[ExI] ?Risks: Global Catastrophic, Extinction, Existential and ...

The Avantguardian avantguardian2020 at yahoo.com
Thu Mar 8 22:20:56 UTC 2012


>________________________________
>From: "natasha at natasha.cc" <natasha at natasha.cc>
>To: extropy-chat at lists.extropy.org; extrobritannia at yahoogroups.com 
>Sent: Thursday, March 8, 2012 10:15 AM
>Subject: [ExI] ?Risks: Global Catastrophic, Extinction, Existential and ...
>
>
>The idea of humans dealing with risks of all sorts, most often catastrophic risks such as asteroids hitting the earth, a nuclear war, or a world threatening virus have had theorists thinking for eons about the future. More recently, we are concerned with global warming, bio warfare, runaway nanoassemblers and super AI/AGI entities. Most of these risks lie outside the personal issue of radical life extension.  
>If we consider radical human life extension,  what type of risk might there be?  (Extinction risk is obvious, but I'm wondering if extinction risk is more relevant to a species rather than a person.)  So, I started thinking about the elements of a person that keep him/her alive: foresight, insight, intelligence, creativity, willingness to change, etc. I also thought about what might keep a person from not continuing to exist: depression/sadness.  Then I thought about what someone else might do to keep me from existing: inflicting his/her values/beliefs onto my sphere of existence that would endanger my right to live. I arrived back at morphological freedom, as understood by More on one hand and Sandberg on the other, which pertains to a negative right --  a right to exist and a right not to be coerced to exist. But again, here the behavior of morphological freedom is a freedom and does not answer the question of what could a risk be that
 reflects a person's choice/right to live/exist?
>It may be simply a matter of discrimination about a right not to die.
>Does anyone have thoughts on this?

Greetings, Natasha. In so far as I understand what you are asking, I think successful radical life extension would create few truly novel personal risks, The risks such a life-extended person would face would be the same kinds of risks as normally, or even short-lived people, it is just that such a person would have more exposure to them because of their longer life. Think about it in terms of passenger deaths per transportation mile. You would travel more miles living a thousand years than living one hundred, therefore be more at risk for an accident.
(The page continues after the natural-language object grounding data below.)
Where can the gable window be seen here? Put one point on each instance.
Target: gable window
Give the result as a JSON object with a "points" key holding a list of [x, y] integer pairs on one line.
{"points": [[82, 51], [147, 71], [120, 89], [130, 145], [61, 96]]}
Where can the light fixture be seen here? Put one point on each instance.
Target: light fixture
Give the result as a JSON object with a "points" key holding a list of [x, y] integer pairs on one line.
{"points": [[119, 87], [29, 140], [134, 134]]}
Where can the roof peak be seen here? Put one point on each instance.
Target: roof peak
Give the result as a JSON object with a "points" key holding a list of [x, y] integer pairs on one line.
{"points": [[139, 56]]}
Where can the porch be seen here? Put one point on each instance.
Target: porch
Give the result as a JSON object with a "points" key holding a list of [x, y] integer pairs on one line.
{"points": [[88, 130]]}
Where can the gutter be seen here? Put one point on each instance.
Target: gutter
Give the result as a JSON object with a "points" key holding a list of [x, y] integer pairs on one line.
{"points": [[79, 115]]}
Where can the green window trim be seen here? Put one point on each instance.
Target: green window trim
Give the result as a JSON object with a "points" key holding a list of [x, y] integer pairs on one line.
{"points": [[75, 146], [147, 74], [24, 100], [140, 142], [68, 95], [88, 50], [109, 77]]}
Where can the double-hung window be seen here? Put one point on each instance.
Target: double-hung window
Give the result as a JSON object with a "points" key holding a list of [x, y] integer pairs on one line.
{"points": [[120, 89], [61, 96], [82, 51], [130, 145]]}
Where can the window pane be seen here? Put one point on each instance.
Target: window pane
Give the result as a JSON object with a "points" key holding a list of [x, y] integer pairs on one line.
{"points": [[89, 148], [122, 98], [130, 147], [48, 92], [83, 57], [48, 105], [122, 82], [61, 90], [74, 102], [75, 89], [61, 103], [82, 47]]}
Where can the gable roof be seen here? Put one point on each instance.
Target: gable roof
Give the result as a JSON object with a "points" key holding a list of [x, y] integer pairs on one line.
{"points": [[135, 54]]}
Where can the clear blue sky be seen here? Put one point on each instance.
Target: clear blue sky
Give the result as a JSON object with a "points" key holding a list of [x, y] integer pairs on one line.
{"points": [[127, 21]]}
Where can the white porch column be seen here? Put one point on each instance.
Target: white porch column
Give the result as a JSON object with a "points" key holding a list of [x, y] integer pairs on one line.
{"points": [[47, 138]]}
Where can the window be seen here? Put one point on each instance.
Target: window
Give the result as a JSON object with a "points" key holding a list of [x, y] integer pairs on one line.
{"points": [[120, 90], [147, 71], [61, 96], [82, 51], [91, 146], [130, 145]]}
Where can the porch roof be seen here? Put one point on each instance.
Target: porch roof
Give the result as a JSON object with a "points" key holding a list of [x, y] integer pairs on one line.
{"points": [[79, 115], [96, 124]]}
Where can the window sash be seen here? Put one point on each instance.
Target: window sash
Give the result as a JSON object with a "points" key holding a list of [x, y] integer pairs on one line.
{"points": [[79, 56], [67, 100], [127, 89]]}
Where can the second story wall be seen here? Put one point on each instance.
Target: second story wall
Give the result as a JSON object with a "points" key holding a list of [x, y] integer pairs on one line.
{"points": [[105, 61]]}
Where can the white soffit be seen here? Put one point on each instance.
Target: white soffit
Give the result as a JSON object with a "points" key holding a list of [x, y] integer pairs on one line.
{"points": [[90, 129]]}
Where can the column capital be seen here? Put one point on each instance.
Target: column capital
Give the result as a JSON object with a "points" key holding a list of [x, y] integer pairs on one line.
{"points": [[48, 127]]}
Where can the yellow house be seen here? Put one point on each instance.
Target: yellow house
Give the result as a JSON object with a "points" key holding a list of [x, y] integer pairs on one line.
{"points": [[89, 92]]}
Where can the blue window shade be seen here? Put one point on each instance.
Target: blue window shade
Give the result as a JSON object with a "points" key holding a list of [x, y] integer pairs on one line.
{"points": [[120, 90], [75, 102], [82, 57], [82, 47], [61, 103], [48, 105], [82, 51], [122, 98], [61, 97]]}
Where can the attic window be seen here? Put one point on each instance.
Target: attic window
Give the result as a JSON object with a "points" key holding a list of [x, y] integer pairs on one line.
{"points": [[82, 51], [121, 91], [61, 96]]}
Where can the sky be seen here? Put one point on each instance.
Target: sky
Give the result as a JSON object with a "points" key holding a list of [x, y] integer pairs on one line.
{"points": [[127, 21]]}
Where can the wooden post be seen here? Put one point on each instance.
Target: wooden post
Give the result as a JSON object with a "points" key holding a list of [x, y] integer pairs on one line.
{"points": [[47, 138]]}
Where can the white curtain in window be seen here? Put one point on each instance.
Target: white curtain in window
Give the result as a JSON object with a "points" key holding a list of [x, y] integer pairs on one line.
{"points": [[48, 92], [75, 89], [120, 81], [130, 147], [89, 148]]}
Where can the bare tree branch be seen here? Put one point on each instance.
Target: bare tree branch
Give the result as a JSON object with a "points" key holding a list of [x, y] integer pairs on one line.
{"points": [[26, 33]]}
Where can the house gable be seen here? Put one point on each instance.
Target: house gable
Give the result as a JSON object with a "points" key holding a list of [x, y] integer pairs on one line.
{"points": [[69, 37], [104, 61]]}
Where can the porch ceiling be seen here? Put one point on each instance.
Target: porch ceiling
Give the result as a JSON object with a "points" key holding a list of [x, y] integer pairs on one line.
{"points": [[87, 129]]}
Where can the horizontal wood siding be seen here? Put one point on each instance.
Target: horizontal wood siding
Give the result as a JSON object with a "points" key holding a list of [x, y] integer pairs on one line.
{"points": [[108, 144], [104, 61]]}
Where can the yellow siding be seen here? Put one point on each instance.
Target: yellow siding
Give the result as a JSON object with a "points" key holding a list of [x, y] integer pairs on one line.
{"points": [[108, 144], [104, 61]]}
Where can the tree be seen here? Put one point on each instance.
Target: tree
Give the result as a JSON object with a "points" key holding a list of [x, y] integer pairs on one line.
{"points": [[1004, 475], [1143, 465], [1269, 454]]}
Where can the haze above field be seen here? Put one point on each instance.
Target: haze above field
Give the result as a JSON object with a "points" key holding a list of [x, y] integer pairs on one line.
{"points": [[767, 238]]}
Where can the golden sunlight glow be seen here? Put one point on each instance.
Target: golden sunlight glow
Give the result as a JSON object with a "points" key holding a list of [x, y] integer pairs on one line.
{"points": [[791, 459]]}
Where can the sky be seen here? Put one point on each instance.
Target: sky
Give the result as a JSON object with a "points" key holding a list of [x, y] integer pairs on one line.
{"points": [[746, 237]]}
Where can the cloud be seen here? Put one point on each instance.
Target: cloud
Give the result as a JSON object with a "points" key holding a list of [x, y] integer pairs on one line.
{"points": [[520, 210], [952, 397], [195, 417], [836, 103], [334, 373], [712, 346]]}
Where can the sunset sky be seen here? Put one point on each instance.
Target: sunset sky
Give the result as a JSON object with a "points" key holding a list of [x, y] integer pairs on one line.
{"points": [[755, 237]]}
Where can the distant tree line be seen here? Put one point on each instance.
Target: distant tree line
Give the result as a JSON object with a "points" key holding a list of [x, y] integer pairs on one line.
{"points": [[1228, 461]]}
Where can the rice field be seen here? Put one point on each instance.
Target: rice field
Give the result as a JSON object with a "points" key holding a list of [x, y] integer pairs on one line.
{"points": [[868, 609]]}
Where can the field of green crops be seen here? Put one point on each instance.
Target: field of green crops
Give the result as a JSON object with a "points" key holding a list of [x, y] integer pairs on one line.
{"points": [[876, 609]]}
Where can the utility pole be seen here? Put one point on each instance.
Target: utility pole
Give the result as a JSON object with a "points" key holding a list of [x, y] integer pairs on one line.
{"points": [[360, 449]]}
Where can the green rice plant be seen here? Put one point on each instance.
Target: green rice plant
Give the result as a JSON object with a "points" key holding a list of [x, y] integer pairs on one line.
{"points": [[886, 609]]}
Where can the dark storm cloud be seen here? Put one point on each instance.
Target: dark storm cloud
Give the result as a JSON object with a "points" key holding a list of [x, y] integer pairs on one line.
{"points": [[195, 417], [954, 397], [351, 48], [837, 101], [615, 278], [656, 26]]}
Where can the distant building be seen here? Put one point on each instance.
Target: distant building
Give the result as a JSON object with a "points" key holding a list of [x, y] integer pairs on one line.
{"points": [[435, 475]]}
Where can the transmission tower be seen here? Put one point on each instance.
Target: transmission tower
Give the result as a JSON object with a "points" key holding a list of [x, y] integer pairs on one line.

Same could be said of viruses. In a certain sense viruses try to hack your bodies immune system so the longer you live, the more opportunitues they get to crack your code. Likewise, in a thousand years of surfing, shark attack will probably be something you encounter. 
 
I imagine most of the truly novel risks would have a phychological/psychiatric basis. Like suffering from a bicententenial crisis or engaging in extremely risky behavior in the pursuit of novelty. e.g. sex in free fall like the eagles or something.  
 
Stuart LaForge


"The state that separates its scholars from its warriors will have its thinking done by cowards, and its fighting by fools." -Thucydides.